The board of directors at Stratasys Ltd. has unanimously rejected a $1.2 billion takeover bid saying the bid undervalues the company.
Stratasys rejects a $1.2 billion takeover bid
The board was unanimous in rejecting the bid from Nano Dimension.
The leader in polymer-based 3-D printer technology, based in Eden Prairie and Rehovot, Israel, received an unsolicited bid from Israel-based Nano Dimension on March 10.
The board of Stratasys and its financial and legal advisers reviewed the offer from Nano Dimension, which is a much smaller company than Stratasys, and concluded it was not in the best interest of the company and its shareholders.
Analysts who follow Stratasys were skeptical of the bid from Nano Dimension at the outset and some predicted that Stratasys would reject the bid.
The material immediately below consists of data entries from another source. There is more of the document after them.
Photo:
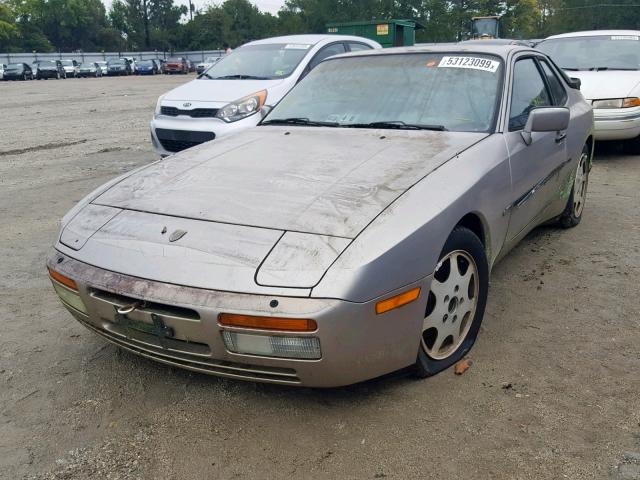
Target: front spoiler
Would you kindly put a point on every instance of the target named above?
(356, 343)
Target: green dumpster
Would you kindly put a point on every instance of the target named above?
(388, 33)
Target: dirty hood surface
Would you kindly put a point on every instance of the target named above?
(314, 180)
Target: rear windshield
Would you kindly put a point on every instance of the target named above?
(602, 52)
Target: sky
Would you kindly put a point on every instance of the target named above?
(266, 5)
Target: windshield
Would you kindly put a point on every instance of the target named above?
(425, 90)
(604, 52)
(267, 62)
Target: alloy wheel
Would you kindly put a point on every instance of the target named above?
(451, 305)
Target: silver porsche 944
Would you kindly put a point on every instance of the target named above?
(350, 234)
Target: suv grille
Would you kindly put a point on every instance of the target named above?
(178, 140)
(195, 113)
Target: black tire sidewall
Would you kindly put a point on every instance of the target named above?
(460, 239)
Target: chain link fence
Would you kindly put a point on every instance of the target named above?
(193, 56)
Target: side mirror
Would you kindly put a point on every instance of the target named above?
(575, 83)
(545, 119)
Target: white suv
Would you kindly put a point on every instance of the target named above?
(607, 62)
(230, 94)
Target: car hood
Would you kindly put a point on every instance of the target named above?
(219, 90)
(607, 83)
(313, 180)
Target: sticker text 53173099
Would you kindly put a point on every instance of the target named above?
(474, 63)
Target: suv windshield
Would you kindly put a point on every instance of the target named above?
(267, 62)
(410, 91)
(603, 52)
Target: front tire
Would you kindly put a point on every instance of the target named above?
(455, 305)
(572, 214)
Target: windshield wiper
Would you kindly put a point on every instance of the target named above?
(299, 121)
(239, 77)
(395, 124)
(599, 69)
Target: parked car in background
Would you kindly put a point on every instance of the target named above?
(147, 67)
(118, 66)
(230, 95)
(18, 71)
(71, 68)
(349, 235)
(50, 69)
(90, 69)
(607, 63)
(133, 64)
(176, 65)
(208, 62)
(103, 67)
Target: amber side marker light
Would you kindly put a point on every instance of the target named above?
(66, 281)
(398, 301)
(267, 323)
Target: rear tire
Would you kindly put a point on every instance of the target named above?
(572, 214)
(456, 303)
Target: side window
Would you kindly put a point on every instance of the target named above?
(558, 92)
(357, 47)
(326, 52)
(529, 91)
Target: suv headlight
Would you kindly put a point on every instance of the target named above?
(243, 108)
(159, 104)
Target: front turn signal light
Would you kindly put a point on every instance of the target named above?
(631, 102)
(398, 301)
(267, 323)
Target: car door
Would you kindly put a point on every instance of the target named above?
(535, 167)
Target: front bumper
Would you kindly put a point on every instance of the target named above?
(617, 123)
(356, 344)
(170, 135)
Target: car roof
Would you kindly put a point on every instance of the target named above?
(310, 39)
(502, 51)
(596, 33)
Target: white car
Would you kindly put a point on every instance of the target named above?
(103, 67)
(132, 61)
(231, 94)
(71, 68)
(208, 62)
(607, 62)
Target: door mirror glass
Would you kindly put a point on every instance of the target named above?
(546, 119)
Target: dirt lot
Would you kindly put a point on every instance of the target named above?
(554, 390)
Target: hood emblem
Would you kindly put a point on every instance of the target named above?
(177, 235)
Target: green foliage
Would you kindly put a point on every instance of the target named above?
(46, 25)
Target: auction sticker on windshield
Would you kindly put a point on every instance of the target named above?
(475, 63)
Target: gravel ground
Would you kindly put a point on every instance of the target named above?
(553, 391)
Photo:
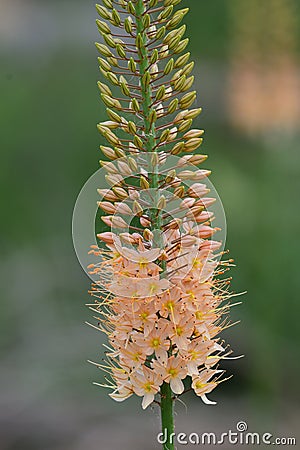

"We believe Stratasys and their largest shareholders will not accept this offer given the steep discount to industry peers and recent consolidation in this space," wrote Troy Jensen, who follows Stratasys for Minneapolis-based Lake Street Capital Markets in a note to clients on the day of the bid.
Nano Dimension had offered to pay $18 a share for Stratasys, a price that equated to $1.2 billion. It was a premium of approximately 36% to what Stratasys shares were at prior to the offer.
After the offer, Stratasys' stock price didn't approach $18 indicating broader shareholder skepticism of the deal. Shares of Stratasys closed at $14.50 on Wednesday.
Shares of Nano Dimension fell more than 10% after it made its bid on March 10 and are trading around $2.38, off another 6% on Wednesday.
Jensen calculated in his note that if Stratasys were valued in line with other companies in the 3-D printing space that have been acquired recently that it should attract a takeover bid price closer to $31 a share.
"We believe the company is executing extremely well right now, and a merger with Nano could potentially distract the company," Jensen added in his note.